The finding that what is essentially a rodent can perceive phonemes categorically was a severe setback to any theory which supposed that categorical perception was a uniquely human ability resulting from the existence of phoneme-specific detectors. It did not help that certain kinds of monkey, and even certain kinds of bird, also perceive phonemes categorically! Subsequent analysis of what was going on suggested that the reason that within-category sounds (such as two different version of /b/) could not be discriminated was not due to specialized detectors (chinchillas are unlikely to have phoneme detectors), but was instead due to some particular property of the auditory system, shared by other non-human species.

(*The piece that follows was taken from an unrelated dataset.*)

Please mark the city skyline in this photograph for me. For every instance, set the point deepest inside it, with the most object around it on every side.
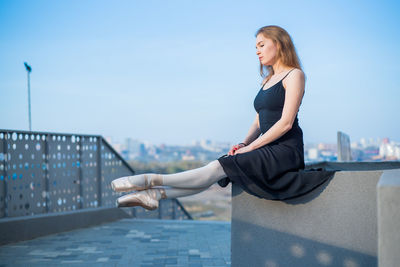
(130, 69)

The human ear, in fact any ear, is not a perfect channel for sound; what gets through is actually a distorted version of the original signal, and the signals that the brain receives reflect that distortion (in part due to the ear's physical properties, and in part due to distortions introduced within the nervous system that connects to the ear). Consequently, the inability to detect certain differences may reflect these distortions (the two different signals are distorted to the point of becoming the same). What may then have happened is that speech evolv
ed to take advantage of differences that could be perceived. The chinchilla does not distinguish between certain sounds because they happen to be phonemes, but because they happen to sound different. As a species, we have learned to ensure that if we want two sounds to be perceived as different (for the purposes, perhaps, of distinguishing between different words), we should ensure that we use just those sounds, or a subset of them, that can be distinguished.
Unfortunately, even this account cannot quite explain everything. There is a substantial fly in the ointment which places a complete, water-tight theory slightly out of reach.
Fast talking
The boundaries that we find in categorical perception should be relatively fixed if they reflect properties of the `hardware'. And yet Quentin Summerfield, at Queen's University in Belfast, demonstrated that the boundaries that separate one phoneme from another are not fixed. His basic finding is relatively simple. Recall that a phoneme on the /ba/-/pa/ continuum with a voice onset time of 40 milliseconds is perceived as [pa], and with a voice onset time of 20 milliseconds it is perceived as a [ba]. It was found that, if these sounds were heard in the context of speech uttered at different rates, then the boundary would shift. For instance, at a very fast speaking rate, something with a short voice onset time that should be perceived as a [ba] is in fact perceived as a [pa]. The perceptual system `knows', somehow, that everything is speeded up, and that what should normally be a longish time interval will now be a shorter interval. So a shorter interval is treated as if it were a longer one, and consequently a shorter voice onset time is treated as if it were a longer voice onset time. Similar effects have been found using other continua, with stimuli that vary not in terms of voice onset time (as on the /ba/-/pa/ continuum) but in terms of other subtle differences in timing (between the start of one frequency component and another).